A It would require an Oscar-type speech to list them all. Peter Holmes, former chairman at Shell, is one. We first met in Nigeria in the 1970s. He taught me a lot about managing governmental relations for a global company. More recently, Dick Giordano, who was the senior independent director when I arrived here at Rio Tinto. He’s an individual of huge experience who really helped me in understanding what chairing a global company is all about.
Q Which businessman or woman do you most admire?
A It’s difficult to pick an individual but certainly Dick Giordano for his strategic vision. At BG Group he was responsible for one of the great value creation stories of modern times. I would also say Willie Purves, who was chairman of HSBC. He was really the person who took HSBC from a localised Asian bank to a major force in global banking.
Q Do you read books on management? If so, which has influenced you the most?
A I tend not to but I am a member of the board of Insead business school in France and Singapore so I try to follow the work that the faculty of the school publish. The book that’s impressed me the most in the last year is Blue Ocean Strategy by W. Chan Kim and Renée Mauborgne, which is a tremendous framework for thinking about developing strategy and strong competitive positions.
Q Which is more important: what you know or who you know, and why?
A What you know is more important. What you know is having a very clear theory of the business that you are in and what drives value in that business. The era of who you know, defined in terms of someone who can do you a favour, is long gone. But who you know in terms of a network of people who can be helpful advisers can be hugely powerful support.
Q What does leadership mean to you?
A Creating a winning vision and then inspiring people at all levels in the business to understand and deliver it.
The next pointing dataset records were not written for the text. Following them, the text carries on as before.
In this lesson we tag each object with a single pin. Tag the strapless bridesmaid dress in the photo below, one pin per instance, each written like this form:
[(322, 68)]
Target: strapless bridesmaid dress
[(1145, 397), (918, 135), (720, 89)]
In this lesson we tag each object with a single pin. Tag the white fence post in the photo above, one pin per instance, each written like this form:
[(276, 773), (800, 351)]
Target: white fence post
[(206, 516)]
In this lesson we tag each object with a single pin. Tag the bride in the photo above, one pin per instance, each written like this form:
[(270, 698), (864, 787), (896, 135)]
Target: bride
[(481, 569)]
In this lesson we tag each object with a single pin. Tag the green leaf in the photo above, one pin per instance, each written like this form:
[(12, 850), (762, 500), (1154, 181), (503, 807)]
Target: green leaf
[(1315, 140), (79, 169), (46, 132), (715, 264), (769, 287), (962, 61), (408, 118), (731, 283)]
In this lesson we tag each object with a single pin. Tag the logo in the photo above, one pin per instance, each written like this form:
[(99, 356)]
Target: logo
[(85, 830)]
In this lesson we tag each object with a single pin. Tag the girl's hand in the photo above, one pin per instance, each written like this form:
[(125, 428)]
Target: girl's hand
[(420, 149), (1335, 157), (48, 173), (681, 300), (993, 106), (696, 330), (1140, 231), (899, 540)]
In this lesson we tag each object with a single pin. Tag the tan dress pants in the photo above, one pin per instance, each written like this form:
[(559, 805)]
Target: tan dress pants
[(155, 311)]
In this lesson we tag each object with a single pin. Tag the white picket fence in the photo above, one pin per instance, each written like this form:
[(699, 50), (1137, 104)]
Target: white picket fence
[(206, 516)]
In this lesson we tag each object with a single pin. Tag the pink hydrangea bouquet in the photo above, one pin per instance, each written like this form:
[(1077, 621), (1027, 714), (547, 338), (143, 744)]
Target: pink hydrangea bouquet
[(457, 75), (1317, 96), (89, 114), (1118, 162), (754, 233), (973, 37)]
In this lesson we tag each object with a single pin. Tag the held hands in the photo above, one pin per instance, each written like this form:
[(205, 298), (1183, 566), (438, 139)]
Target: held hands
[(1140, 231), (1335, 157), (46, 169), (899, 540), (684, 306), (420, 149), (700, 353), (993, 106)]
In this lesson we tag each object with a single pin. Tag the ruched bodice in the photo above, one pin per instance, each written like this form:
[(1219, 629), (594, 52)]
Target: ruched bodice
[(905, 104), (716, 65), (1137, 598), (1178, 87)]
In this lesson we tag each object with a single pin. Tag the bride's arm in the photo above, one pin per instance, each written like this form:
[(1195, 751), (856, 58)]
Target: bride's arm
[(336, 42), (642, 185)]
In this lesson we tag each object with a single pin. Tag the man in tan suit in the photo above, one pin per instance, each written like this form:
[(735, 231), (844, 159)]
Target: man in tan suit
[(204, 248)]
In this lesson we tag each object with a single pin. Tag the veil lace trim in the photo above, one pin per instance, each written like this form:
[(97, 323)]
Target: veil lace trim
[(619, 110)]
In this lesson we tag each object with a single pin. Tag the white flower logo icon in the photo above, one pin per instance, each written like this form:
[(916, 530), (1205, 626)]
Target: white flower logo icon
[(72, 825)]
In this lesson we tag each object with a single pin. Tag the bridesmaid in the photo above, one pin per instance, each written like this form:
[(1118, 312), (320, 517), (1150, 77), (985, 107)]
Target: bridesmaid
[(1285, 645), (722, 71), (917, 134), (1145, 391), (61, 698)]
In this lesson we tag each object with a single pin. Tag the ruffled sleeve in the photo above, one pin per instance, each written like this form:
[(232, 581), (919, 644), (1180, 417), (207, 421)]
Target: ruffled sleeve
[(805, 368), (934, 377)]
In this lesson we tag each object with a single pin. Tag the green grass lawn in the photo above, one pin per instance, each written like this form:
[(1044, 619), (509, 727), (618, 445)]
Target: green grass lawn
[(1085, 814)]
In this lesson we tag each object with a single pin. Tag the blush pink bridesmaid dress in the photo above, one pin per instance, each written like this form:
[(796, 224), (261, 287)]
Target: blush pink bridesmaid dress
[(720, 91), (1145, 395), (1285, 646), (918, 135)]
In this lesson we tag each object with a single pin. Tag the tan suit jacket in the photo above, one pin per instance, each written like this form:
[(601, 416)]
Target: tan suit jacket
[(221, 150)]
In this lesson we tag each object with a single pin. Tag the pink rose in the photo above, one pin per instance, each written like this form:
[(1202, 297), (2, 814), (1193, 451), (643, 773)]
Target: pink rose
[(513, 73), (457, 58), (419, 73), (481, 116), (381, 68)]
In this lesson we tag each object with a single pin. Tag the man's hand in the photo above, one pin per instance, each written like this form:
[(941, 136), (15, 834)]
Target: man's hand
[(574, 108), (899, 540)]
But the really important word is winning. My experience over many years is that people love to work for a winner, which means being the best in your business.
Q If you could change one thing about the business, financial and commercial environment, what would it be?
A I’m a great believer in free and fair trade. If I could choose one thing to change it would be something that would really help deliver the Doha development agenda. That would require a major restructuring of the agricultural subsidies that seem so embedded in the US, Europe and Japan.
Q What is the most important business event, good or bad, to occur in your working life?
A The oil supply upheaval in 1978-79, after the Iranian revolution. At that time I was responsible for Shell’s crude oil supply from the Middle East. Oil was in short supply and I spent two to three years running around the Middle East trying to ensure that Shell was adequately supplied.
Q Does money motivate you?
A It’s nice to have enough money to do the things that you enjoy doing in life but wealth accumulation comes trailing behind good health and family life.
Q What gadget/piece of technology can you not do without?
A I try to look at everything that comes along but in the last few years the words BlackBerry and iPod have begun to feature in my life.
Q How do you relax?
A Skiing and outdoor sports. I have only done three hours this year but I have more planned. Listening to opera on my iPod and reading. I’ve just finished a biography of Mao Tse Tung.